The lawsuit filed Tuesday in U.S. district court alleges MindGeek, parent company of Pornhub, knew or should have known that one of its commercial partners regularly used fraud and coercion to get women to appear in videos.

It alleges MindGeek did not end its partnership with GirlsDoPorn until that company's operators were charged by U.S. authorities in November 2019. One of GirlsDoPorn's operators, Ruben Andre Garcia, pleaded guilty in November to two counts of sex trafficking by force, fraud and coercion.

According to the lawsuit, MindGeek and GirlsDoPorn entered into a partnership in 2011. The deal allegedly allowed videos created by GirlsDoPorn to be hosted on MindGeek's sites, such as Pornhub.

The lawsuit also claims that MindGeek-owned websites did not remove videos when requested by the women who appeared in them. In some of those requests, the women explicitly stated that they were coerced, the suit alleges. 

The lawsuit says GirlsDoPorn allegedly targeted women under the age of 22 and recruited them under false pretences.

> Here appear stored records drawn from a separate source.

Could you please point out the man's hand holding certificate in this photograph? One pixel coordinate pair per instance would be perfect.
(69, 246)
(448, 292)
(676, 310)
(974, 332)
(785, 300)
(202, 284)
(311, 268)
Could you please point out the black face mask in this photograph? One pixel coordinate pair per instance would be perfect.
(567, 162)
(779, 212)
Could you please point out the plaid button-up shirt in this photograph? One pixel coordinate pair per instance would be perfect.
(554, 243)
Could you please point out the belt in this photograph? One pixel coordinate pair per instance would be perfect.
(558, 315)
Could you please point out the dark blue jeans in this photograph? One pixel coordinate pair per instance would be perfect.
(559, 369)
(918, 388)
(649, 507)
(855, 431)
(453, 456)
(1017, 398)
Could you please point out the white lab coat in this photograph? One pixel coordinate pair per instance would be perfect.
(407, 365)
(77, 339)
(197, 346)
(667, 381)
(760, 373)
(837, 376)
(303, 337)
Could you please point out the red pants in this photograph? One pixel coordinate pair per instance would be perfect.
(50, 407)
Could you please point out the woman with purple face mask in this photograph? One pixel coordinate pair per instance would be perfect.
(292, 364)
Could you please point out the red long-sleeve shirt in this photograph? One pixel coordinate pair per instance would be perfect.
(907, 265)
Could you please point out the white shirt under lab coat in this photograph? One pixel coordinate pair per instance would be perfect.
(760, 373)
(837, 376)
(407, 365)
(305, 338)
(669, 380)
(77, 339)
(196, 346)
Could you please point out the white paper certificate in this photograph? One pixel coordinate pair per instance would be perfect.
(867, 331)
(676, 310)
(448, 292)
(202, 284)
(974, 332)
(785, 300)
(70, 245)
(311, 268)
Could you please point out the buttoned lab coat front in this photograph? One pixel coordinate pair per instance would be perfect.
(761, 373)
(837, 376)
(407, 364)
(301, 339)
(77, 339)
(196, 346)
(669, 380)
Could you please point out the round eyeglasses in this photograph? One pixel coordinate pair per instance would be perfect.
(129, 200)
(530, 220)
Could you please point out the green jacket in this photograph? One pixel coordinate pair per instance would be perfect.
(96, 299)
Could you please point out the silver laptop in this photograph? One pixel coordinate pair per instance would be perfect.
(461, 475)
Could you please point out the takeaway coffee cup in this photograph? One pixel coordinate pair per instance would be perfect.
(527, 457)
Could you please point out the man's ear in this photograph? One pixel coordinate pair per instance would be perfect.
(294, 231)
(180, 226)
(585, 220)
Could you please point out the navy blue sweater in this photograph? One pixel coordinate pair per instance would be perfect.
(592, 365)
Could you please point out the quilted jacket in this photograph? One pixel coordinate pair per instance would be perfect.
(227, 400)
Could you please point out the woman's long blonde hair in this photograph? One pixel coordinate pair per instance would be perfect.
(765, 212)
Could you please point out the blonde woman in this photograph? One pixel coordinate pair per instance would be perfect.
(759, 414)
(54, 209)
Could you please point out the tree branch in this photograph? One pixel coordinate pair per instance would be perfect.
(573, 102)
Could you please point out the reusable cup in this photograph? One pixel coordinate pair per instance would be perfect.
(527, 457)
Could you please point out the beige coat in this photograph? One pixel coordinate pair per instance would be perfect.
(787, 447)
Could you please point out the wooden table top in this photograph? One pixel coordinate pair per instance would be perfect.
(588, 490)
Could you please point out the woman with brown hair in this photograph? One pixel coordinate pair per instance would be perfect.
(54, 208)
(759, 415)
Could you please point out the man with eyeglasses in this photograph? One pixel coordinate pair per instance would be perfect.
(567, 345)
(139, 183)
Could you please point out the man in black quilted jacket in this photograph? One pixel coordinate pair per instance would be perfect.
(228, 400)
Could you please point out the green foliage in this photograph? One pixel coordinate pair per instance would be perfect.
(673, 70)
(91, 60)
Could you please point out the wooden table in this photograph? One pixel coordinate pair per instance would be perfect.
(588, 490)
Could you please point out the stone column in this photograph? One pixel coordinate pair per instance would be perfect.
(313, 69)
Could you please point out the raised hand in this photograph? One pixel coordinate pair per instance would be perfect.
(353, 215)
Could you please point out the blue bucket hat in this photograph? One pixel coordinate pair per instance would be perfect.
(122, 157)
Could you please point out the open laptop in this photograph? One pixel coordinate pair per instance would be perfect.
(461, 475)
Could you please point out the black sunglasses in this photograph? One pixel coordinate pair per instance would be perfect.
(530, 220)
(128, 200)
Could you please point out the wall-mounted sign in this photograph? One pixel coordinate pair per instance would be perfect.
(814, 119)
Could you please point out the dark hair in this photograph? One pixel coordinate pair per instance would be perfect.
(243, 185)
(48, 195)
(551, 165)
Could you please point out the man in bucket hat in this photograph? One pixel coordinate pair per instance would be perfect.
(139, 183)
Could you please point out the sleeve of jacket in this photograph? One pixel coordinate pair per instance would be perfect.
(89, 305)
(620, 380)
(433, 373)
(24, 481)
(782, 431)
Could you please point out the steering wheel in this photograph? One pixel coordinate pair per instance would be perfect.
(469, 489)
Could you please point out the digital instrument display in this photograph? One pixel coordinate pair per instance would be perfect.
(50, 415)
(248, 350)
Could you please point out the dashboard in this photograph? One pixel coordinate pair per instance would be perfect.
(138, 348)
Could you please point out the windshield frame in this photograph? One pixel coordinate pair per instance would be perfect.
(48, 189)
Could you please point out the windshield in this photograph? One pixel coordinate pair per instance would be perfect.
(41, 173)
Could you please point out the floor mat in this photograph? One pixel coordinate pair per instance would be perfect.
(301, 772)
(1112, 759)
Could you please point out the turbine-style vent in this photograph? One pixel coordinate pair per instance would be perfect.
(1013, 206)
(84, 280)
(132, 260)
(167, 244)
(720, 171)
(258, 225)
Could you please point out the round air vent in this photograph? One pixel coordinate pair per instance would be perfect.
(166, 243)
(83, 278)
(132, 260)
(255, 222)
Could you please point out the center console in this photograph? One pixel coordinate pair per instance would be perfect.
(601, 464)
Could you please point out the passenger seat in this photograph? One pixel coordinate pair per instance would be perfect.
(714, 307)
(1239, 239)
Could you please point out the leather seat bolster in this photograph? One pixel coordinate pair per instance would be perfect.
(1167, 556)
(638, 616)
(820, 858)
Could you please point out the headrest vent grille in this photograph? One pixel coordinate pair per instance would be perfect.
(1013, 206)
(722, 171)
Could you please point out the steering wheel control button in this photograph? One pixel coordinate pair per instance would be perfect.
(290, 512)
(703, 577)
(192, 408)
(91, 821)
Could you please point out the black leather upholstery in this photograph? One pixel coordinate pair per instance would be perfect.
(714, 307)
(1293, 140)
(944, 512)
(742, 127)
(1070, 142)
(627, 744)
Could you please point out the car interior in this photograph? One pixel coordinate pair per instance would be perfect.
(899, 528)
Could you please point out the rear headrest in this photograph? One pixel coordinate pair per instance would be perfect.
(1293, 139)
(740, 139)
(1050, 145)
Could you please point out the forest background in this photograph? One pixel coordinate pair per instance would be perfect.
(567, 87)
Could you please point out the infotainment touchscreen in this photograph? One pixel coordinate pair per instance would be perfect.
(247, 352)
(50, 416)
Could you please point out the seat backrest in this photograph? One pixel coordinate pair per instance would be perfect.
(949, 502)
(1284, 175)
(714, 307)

At no point were the women told the videos were being made by GirlsDoPorn, the lawsuit alleges.

In January 2020, a California state court awarded 22 women who had appeared in GirlsDoPorn videos nearly US$13 million in damages.

While MindGeek is legally headquartered in Luxembourg, its main office is in Montreal. The company operates dozens of pornographic websites, including Pornhub, one of the most popular websites on the internet.

The lawsuit names MindGeek and two subsidiaries and seeks at least US$1 million in punitive damages and at least US$1 million in compensatory damages for each of the 40 plaintiffs.

MindGeek did not respond to a request for comment on Wednesday.